On December 30, the people of DR Congo went to the polls to elect a new president to succeed Joseph Kabila. The much-delayed elections offered an opportunity for the vast central African nation to witness a peaceful transfer of power.
However, the country's electoral commission barred voting in opposition strongholds. It cited an Ebola outbreak and violence as the reasons for postponing the elections until March. By this time, the country will have a new president.
The world over, no elections are immune from challenges. But why are African elections so inseparable from controversy? In this age of technology, one wonders why election results, however vast a country is, would take long to be declared and be shrouded in secrecy.
Delaying the release of election results does little to prop up claims of a free and fair exercise. Instead it raises tension, which is a bad thing for country on the edge like DR Congo.
In the pre-vote polls, the compromise opposition candidate Martin Fayulu was widely expected to win. The Catholic Church dispatched over 40,000 observers to monitor the elections and according to its tally, Fayulu won by a wide margin, defeating Kabila's protege Emmanuel Shadary and Felix Tshisekedi.

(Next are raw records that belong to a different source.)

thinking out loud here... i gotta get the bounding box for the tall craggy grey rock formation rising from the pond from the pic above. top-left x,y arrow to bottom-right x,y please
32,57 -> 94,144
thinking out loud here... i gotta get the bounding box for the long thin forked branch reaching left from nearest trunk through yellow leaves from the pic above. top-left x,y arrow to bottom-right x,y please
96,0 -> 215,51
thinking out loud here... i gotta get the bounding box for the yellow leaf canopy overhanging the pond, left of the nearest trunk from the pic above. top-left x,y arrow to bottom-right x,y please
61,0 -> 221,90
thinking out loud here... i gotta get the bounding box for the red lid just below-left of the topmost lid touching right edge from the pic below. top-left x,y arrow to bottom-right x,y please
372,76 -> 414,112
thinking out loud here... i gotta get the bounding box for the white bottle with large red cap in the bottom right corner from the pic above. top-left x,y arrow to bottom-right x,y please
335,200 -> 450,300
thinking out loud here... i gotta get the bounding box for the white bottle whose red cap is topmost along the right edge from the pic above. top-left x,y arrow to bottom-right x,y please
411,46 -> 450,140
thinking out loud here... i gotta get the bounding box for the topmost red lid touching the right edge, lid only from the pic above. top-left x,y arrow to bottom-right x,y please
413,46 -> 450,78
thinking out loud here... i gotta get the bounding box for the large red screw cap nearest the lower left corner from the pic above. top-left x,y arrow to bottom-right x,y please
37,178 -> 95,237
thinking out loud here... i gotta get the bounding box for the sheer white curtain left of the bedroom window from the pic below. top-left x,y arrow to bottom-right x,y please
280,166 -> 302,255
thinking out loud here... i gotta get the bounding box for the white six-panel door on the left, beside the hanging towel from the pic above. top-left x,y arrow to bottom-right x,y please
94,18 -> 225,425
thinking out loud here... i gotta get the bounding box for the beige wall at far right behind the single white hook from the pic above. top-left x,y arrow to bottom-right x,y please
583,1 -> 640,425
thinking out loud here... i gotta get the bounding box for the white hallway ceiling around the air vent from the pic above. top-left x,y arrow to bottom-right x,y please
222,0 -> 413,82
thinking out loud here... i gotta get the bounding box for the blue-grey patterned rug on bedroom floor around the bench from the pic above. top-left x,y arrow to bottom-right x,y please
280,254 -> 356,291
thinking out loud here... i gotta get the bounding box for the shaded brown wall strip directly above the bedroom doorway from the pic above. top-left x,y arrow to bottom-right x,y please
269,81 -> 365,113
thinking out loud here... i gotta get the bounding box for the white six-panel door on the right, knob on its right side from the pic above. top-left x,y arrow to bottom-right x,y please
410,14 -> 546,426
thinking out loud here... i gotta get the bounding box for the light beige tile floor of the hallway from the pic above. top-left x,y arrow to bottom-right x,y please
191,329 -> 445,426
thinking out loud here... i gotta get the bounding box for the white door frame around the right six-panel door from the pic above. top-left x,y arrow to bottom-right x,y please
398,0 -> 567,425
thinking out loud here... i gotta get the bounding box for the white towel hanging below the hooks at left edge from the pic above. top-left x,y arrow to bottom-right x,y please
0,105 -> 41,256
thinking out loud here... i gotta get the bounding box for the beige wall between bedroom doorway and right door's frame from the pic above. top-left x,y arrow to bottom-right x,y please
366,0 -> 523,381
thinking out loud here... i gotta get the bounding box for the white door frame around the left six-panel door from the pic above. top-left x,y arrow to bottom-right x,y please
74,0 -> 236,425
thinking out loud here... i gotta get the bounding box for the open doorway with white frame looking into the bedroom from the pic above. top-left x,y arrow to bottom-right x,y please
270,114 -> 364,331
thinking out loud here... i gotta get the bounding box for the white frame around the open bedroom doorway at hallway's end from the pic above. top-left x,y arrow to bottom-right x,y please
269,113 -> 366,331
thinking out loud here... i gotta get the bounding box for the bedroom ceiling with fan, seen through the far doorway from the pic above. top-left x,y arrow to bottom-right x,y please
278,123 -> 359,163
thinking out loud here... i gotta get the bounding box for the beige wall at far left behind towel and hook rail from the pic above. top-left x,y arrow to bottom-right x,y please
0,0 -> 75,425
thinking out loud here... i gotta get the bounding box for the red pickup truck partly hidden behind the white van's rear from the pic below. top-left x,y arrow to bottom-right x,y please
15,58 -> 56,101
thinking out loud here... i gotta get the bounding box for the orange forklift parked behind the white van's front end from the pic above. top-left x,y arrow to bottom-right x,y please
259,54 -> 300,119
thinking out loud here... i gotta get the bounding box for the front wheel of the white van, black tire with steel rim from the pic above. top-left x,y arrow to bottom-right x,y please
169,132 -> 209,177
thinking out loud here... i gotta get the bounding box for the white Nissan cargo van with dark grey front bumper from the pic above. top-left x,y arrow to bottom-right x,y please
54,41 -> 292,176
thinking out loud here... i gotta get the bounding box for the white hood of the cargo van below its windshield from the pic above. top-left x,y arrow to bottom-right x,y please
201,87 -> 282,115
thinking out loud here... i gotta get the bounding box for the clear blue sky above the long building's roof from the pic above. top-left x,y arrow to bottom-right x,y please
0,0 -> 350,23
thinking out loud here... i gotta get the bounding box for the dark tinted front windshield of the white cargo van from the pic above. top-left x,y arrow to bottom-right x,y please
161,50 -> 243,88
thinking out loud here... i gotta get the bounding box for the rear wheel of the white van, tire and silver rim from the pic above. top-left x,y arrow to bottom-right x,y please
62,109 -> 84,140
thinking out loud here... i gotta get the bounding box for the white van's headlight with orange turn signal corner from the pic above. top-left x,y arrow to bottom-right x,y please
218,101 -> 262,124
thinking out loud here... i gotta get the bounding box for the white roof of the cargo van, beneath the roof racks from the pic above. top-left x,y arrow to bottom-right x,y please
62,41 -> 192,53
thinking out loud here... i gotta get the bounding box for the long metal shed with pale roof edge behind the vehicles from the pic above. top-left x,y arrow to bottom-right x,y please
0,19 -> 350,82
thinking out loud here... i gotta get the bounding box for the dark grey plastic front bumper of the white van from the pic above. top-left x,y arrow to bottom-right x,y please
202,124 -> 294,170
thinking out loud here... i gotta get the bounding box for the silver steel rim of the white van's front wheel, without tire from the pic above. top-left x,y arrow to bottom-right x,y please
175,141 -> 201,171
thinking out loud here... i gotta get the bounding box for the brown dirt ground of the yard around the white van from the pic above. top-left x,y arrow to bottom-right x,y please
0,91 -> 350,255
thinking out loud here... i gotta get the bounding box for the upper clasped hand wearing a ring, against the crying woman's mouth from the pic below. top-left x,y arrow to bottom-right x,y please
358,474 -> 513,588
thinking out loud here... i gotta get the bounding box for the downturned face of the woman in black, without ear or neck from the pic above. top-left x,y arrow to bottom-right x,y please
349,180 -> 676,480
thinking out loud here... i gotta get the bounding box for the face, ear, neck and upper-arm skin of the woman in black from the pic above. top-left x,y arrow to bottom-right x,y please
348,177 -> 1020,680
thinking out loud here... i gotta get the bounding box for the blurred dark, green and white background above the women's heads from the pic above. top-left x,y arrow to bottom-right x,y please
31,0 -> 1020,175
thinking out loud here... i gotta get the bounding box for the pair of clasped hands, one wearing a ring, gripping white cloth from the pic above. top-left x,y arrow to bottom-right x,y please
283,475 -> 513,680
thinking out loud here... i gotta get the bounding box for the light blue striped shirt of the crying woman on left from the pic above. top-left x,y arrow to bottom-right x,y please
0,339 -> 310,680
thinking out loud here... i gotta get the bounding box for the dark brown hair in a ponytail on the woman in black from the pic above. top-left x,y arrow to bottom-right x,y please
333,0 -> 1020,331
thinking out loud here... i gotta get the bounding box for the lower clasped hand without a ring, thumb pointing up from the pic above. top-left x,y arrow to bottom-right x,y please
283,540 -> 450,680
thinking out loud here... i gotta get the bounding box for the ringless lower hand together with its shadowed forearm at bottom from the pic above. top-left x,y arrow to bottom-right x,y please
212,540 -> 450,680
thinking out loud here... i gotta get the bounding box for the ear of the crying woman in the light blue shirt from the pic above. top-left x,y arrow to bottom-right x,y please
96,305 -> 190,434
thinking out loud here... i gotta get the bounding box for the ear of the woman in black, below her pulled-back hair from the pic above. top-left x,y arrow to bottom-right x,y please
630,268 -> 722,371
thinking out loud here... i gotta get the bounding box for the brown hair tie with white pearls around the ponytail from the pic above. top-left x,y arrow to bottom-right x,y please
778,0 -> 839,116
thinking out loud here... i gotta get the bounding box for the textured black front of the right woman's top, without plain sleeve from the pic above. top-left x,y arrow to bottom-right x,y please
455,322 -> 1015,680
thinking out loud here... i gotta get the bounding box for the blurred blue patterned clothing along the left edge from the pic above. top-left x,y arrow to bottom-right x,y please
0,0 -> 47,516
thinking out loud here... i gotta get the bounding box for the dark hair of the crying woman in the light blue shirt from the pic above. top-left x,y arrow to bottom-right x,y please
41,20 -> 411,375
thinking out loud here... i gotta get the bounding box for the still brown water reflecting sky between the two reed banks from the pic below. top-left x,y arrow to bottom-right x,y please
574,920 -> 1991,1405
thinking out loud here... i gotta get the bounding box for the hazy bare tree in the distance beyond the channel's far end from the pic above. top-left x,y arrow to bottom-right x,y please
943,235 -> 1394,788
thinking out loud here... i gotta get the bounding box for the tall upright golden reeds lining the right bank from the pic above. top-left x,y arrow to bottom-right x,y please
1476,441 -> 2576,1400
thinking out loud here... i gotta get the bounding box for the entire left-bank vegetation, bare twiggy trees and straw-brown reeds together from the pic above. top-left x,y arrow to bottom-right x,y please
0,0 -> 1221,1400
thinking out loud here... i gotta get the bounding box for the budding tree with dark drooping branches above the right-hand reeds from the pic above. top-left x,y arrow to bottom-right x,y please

Fayulu claimed there was a backroom deal between Kabila and Tshisekedi's camps. France and the African Union have cast doubts on the poll results. It is these doubts that deny president-elect Tshisekedi the much-needed legitimacy to rule.
It is only the Southern African Development Community that has given the election results a clean bill of health. But the community is dominated by South Africa whose interests in DR Congo cannot be denied.